Sebelum penerapan aturan pajak natura, dengan asumsi tarif PPh sebesar 10 persen, PPh yang ditanggung oleh Tuan X adalah sebesar Rp2 juta (2 persen dari Rp20 juta), sehingga gaji bersih yang diterima Tuan X adalah sebesar Rp18 juta.
Namun, dengan aturan pajak natura baru, PPh yang ditanggung oleh Tuan X menjadi sebesar Rp3 juta, hasil dari tarif PPh 10 persen yang dikalikan dengan gaji Rp20 juta dan ditambah fasilitas kendaraan dan rumah dinas yang masing-masing sebesar Rp5 juta per bulan. Akibatnya, gaji bersih Tuan X menjadi sebesar Rp17 juta.
“Berdasarkan contoh di atas, dengan penurunan gaji bersih karyawan karena mereka harus menanggung pajak, daya beli mereka akan menurun,” ungkap Prianto kepada Bisnis.
Namun, Direktur Eksekutif MUC Tax Research, Wahyu Nuryanto, memiliki pandangan yang berbeda. Menurutnya, pemberlakuan pajak natura tidak akan melemahkan daya beli karyawan.
Wahyu menjelaskan bahwa hal ini disebabkan karena pemerintah telah menetapkan jenis dan batasan tertentu untuk natura yang tidak dikenakan PPh. Beberapa jenis natura seperti komputer, laptop, telepon seluler beserta pulsa dan internet yang digunakan untuk pekerjaan tidak dikenakan pajak.
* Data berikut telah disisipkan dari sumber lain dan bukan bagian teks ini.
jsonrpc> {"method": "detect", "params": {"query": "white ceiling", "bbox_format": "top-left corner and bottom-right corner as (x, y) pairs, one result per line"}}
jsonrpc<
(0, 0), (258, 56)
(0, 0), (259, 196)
Hal yang sama berlaku untuk fasilitas kenikmatan seperti makanan dan minuman, bingkisan, fasilitas kesehatan, dan fasilitas kendaraan. Jika fasilitas-fasilitas tersebut memenuhi batasan yang diatur dalam kebijakan, maka tidak akan menjadi objek pajak bagi penerima.
Aturan terkait pajak natura mulai berlaku sejak 1 Juli 2023 seiring dengan diterbitkannya Peraturan Menteri Keuangan (PMK) No. 66/2023 tentang Perlakuan Pajak Penghasilan atas Penggantian atau Imbalan Sehubungan dengan Pekerjaan atau Jasa yang diterima dalam bentuk Natura dan Kenikmatan.
Meskipun terdapat pandangan yang berbeda mengenai dampak pajak natura terhadap daya beli karyawan, penting bagi perusahaan dan karyawan untuk melakukan negosiasi yang baik dan mencari solusi terbaik agar pemotongan PPh tidak memberikan dampak yang signifikan terhadap penghasilan karyawan dan tetap menjaga keseimbangan daya beli mereka.